Sunday, April 9, 2017

Why people watch golf

The Blob will be straight about this: It's not a golf watcher.

I have never spent an afternoon on my couch, watching the Greater Velveeta Open. I have never been riveted by that stirring duel between Billy Bob Logo Cap and Jimbo Other Logo Cap for the right to lift the Geico Electrolux Wendy's Baconator Cup at Pesticide Hills Country Club in Where The Heck Are We, Iowa. Given a choice, I'll watch Jimmie Johnson instead of Rickie Fowler almost any day -- and that's saying something, considering NASCAR isn't really my thing, either.

But today?

Today I'll watch.

Today I'll watch, because if there's a lot of things like the Greater Velveeta Open, there's almost nothing like the last round of the Masters (and, especially, the last nine holes). And this year might top them all.

I mean, the storylines are stepping all over themselves, aren't they?

Up there at the top of the leaderboard you've got Olympic champ Justin Rose tied with Sergio Garcia, who's never won a major and has been pursuing one for so long his five-o'clock shadow is now flecked with gray. You've got Jordan Spieth, who in three Masters starts has never finished lower than second, looming two strokes back despite his disastrous first round. You've got Fowler one stroke back, and Adam Scott three strokes back, and the likes of Lee Westwood, Rory McIlroy, Paul Casey, Matt Kuchar and Charl Schwartzel all within striking distance if it goes south on the leaders.

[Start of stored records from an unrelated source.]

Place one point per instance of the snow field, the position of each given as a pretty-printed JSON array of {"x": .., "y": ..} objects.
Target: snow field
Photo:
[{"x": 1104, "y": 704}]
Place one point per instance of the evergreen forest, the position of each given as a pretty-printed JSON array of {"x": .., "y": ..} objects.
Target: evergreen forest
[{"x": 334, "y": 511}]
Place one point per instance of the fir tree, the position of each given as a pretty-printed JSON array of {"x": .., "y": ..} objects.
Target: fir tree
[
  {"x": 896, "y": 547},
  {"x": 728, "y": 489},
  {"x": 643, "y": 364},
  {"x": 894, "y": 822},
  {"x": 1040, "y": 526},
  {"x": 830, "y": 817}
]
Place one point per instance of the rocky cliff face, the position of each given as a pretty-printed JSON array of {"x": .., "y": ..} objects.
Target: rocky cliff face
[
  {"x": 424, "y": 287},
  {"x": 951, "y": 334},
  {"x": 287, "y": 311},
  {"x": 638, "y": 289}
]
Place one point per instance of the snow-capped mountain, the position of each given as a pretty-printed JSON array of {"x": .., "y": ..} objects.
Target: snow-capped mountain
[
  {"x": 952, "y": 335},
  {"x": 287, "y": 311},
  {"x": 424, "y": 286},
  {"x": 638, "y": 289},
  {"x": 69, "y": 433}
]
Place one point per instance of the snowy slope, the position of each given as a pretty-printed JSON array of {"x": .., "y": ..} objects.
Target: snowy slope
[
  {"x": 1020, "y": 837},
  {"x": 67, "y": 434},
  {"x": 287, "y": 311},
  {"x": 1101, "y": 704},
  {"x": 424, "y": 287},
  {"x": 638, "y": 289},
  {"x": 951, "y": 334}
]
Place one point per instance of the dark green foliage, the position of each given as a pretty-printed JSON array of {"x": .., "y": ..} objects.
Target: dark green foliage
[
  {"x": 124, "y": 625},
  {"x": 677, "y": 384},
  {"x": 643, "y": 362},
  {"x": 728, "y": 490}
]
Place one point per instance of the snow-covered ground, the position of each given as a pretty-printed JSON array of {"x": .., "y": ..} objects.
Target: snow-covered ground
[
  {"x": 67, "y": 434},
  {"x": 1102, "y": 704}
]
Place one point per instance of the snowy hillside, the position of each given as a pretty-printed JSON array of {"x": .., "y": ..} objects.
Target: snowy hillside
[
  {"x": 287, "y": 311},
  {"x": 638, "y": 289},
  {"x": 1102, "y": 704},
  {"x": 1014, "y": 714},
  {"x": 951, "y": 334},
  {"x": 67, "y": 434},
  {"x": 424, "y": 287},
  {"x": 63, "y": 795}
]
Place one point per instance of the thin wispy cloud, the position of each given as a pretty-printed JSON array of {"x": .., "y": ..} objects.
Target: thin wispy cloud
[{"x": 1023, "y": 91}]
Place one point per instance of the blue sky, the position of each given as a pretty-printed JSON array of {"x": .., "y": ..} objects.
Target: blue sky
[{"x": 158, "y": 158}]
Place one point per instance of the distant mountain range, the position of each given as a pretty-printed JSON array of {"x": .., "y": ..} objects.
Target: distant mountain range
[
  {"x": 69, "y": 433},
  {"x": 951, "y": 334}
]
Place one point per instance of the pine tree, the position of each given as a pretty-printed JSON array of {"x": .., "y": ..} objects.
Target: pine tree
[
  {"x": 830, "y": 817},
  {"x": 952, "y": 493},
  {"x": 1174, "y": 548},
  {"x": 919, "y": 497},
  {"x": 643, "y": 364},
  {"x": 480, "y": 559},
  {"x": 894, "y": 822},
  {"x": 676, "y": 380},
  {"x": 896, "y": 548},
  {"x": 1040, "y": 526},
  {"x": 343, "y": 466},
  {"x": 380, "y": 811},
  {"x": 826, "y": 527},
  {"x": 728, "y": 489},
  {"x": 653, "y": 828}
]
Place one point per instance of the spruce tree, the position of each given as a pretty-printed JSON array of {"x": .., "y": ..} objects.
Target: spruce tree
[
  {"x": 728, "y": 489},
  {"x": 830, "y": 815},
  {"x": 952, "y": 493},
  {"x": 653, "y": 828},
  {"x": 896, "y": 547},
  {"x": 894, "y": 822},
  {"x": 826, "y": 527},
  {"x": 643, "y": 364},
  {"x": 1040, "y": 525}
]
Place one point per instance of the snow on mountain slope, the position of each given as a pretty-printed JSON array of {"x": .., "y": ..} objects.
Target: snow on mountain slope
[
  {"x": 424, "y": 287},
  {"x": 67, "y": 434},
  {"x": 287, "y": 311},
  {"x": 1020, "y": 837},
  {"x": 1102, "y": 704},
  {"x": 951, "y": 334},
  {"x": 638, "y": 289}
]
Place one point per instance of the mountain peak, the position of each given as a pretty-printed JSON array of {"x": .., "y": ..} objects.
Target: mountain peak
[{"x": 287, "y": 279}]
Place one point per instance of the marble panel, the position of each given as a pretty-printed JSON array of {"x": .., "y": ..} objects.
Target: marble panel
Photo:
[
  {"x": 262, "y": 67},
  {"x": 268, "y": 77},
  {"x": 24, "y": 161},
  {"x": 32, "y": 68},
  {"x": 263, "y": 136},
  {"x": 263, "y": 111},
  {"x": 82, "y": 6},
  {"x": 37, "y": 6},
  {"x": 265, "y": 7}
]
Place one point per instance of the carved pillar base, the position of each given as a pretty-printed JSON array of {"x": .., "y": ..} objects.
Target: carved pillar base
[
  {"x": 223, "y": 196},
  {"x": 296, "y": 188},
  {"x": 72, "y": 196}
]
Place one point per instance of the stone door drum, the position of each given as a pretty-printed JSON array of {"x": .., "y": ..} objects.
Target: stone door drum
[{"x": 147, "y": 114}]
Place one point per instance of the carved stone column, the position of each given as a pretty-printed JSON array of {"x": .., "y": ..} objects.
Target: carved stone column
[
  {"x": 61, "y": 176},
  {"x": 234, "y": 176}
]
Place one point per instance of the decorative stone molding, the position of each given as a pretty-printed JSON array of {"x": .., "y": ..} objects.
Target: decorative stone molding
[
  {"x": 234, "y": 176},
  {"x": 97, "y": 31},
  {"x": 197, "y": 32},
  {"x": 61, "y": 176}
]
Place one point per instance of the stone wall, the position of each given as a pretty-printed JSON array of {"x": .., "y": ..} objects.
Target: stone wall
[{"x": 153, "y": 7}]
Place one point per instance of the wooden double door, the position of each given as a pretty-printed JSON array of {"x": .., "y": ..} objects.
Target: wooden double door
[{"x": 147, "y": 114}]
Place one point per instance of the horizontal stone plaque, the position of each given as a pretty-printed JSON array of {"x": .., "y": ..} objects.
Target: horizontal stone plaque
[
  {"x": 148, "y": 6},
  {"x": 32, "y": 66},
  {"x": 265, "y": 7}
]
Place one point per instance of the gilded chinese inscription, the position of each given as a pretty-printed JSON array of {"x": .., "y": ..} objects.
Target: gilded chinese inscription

In other words, the top of the leaderboard is stuffed with somebodies. There's even a Billy Bob Logo Cap (Charley Hoffman) in there just for seasoning, and also for steadfast believers in fairy tales.

So, yeah, I'll watch -- mainly because all sorts of bizarre stuff happens in the last round of a Masters, and I'm a big fan of bizarre stuff. Unpredictability is what makes sports worth the watching, after all. And hardly anything is more unpredictable than the last round of the Masters.

Especially this year. Especially today.

"It's gonna be fun," an acquaintance acknowledged last night.

 That's the only thing you can accurately predict about today. Ain't it glorious?